Hand in hand, we walk through the dark, accompanied by the hollow breeze and soft crunch of our shoes through the snow, our car parked back at the edge of the gravel road. We are gripping each other a little too tightly, for support, for comfort, for just a little longer, a little longer, please. In front of us, the Iowa River sits, sunken and forlorn in the cold air.
This far into the Iowa countryside, the stars cut through the frozen air with alarming clarity. When we reach the water’s edge, I test it with the heel of my boot, and a dull thump escapes and fills the air for an instant before dying away in the echoless dell. It is frozen solid and ready for us.

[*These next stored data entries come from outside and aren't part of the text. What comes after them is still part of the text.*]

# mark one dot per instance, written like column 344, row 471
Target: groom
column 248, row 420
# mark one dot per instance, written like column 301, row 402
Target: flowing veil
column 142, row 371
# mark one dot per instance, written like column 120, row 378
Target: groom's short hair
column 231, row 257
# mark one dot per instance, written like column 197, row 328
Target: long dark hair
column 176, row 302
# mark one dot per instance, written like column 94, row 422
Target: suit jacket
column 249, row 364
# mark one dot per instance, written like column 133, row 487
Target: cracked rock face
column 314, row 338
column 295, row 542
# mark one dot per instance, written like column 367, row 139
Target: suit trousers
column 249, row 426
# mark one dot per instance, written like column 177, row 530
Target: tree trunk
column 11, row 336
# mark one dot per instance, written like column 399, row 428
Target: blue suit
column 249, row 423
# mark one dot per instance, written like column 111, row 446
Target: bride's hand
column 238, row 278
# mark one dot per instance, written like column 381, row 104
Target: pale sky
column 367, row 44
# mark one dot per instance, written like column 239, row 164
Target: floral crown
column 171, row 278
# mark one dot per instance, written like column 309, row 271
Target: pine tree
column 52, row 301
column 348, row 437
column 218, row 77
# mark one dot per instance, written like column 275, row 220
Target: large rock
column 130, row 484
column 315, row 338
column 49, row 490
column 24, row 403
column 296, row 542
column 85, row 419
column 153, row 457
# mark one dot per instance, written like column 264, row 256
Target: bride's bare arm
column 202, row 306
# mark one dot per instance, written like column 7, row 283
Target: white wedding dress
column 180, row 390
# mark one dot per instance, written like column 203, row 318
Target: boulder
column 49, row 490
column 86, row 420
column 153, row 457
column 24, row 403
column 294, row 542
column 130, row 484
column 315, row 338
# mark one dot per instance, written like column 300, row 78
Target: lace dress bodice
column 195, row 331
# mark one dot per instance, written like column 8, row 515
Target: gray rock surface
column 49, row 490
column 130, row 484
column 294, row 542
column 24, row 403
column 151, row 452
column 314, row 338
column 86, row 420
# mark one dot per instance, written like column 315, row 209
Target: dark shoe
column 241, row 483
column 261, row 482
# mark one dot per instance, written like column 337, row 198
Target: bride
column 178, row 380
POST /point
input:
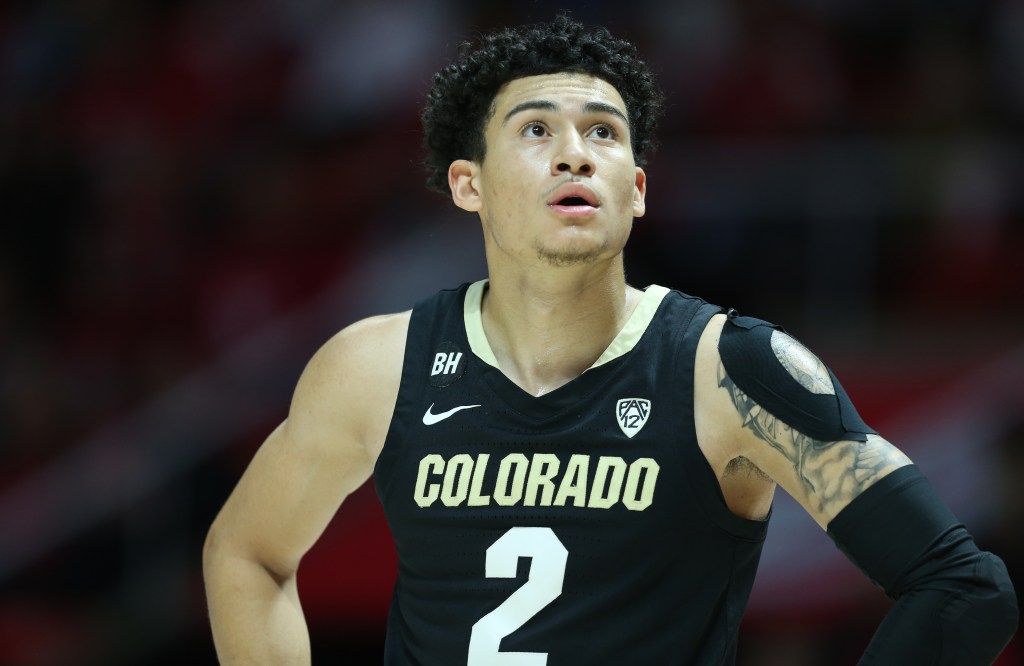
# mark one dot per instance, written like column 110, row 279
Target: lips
column 573, row 199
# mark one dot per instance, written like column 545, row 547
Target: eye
column 535, row 130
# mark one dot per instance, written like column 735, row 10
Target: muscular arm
column 822, row 475
column 954, row 604
column 325, row 450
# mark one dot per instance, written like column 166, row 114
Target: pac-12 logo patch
column 448, row 365
column 632, row 414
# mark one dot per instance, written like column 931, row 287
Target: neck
column 547, row 327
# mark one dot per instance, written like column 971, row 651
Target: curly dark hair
column 460, row 102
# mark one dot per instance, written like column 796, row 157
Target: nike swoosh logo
column 430, row 418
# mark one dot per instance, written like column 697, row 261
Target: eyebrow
column 544, row 105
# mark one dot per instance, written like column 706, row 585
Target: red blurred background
column 194, row 196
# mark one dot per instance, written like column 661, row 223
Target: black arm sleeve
column 954, row 604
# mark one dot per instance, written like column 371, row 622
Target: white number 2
column 547, row 572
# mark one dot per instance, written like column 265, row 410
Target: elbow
column 1001, row 610
column 989, row 615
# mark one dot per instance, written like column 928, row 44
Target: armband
column 747, row 354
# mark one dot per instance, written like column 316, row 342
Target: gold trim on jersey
column 624, row 342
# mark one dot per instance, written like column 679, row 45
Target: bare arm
column 953, row 602
column 317, row 456
column 822, row 475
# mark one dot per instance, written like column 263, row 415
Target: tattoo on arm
column 832, row 472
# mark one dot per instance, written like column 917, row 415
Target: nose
column 572, row 155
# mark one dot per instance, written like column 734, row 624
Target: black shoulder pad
column 751, row 363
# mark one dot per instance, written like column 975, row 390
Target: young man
column 577, row 471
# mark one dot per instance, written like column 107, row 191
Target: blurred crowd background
column 196, row 194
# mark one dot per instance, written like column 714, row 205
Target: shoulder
column 351, row 382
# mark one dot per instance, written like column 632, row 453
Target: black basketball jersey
column 580, row 527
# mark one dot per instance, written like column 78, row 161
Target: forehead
column 565, row 89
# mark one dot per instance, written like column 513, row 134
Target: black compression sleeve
column 954, row 604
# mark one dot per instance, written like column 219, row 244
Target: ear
column 463, row 181
column 640, row 194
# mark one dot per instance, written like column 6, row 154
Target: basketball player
column 578, row 471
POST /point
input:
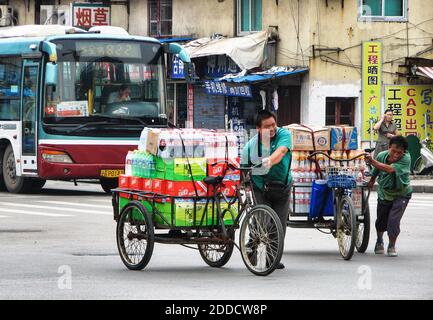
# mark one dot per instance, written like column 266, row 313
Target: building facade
column 325, row 36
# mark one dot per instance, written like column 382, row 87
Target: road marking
column 54, row 208
column 35, row 213
column 76, row 204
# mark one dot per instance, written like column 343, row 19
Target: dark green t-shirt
column 393, row 185
column 278, row 172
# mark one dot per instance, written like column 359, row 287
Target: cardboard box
column 218, row 169
column 344, row 138
column 302, row 137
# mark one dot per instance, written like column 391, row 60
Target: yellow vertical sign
column 411, row 106
column 371, row 87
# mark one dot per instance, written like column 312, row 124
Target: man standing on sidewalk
column 394, row 191
column 271, row 147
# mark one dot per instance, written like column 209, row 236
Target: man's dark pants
column 279, row 201
column 389, row 214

“Let’s get on,” she says, the words escaping with the fresh steam of her breath in the cold. Together, we step onto the frozen river, unable to fully perceive the sensation of walking atop the frozen world that lives below. We know, somewhere deep down, the water is still flowing on to that place where all water flows, back into the clouds to fall again.
“Is it like you remember it?” I say as we scoot further and further away from the edge of comfort and onto a space that almost feels illegal, intrusive.
“It is and it isn’t. Standing in the same place never feels the same. I must have seen every stretch of this river in my time, but there are always differences.”
We stop to scan the long, frozen river. “Time, like my photo albums, is a collection. I’m here now, hand in hand with you, but at the same time, I’m here then, young and beautiful just like you are now, lacing up my ice skates with my girlfriends. Ah, the water,” she says, drawing a line with her toe across the ice. “I wish I could feel it again — the feeling of being hugged by the world.”
We’re halfway between worlds, directly in the center, when I ask, “What were you hoping to find?”
“Something I’ve lost. Something that was taken from me.”
“And just who took it?”
“Not who,” she says, inclining her head.
We had reached a stretch of river where the wind had blown away the snow to reveal black, marbled ice. On the surface of the ice, there rested a lone finch feather, its slender rachis as bright as molten lava in the moonlight, its shine resonating from within.
“A goldfinch feather,” she says, stooping to pick it up as if it was something she had dropped. “Years and years it must have been. I had almost forgot.” Her hand still in mine, the feather in the other, she holds it at a distance to examine the delicate thing in the light of the moon, the subtle yellow, the barbs’ lined pattern, the tip as dark as ink.
“We used to collect feathers,” she goes on, whether to me or to someone long forgotten. “The old saying mother taught us, remember? ‘Feathers appear when angels are near.’ Don’t you think that’s lovely?”
In the space of time between my nod, she disappeared as she always did, as I knew she would, the warmth of her beautiful hand not yet gone from mine. The feather had taken her, fulfilled a promise, answered a prayer.
Wherever she was now, I thought, as tears froze at the corners of my eyes, I knew she was swimming, overjoyed, sunkissed and vibrant as forever.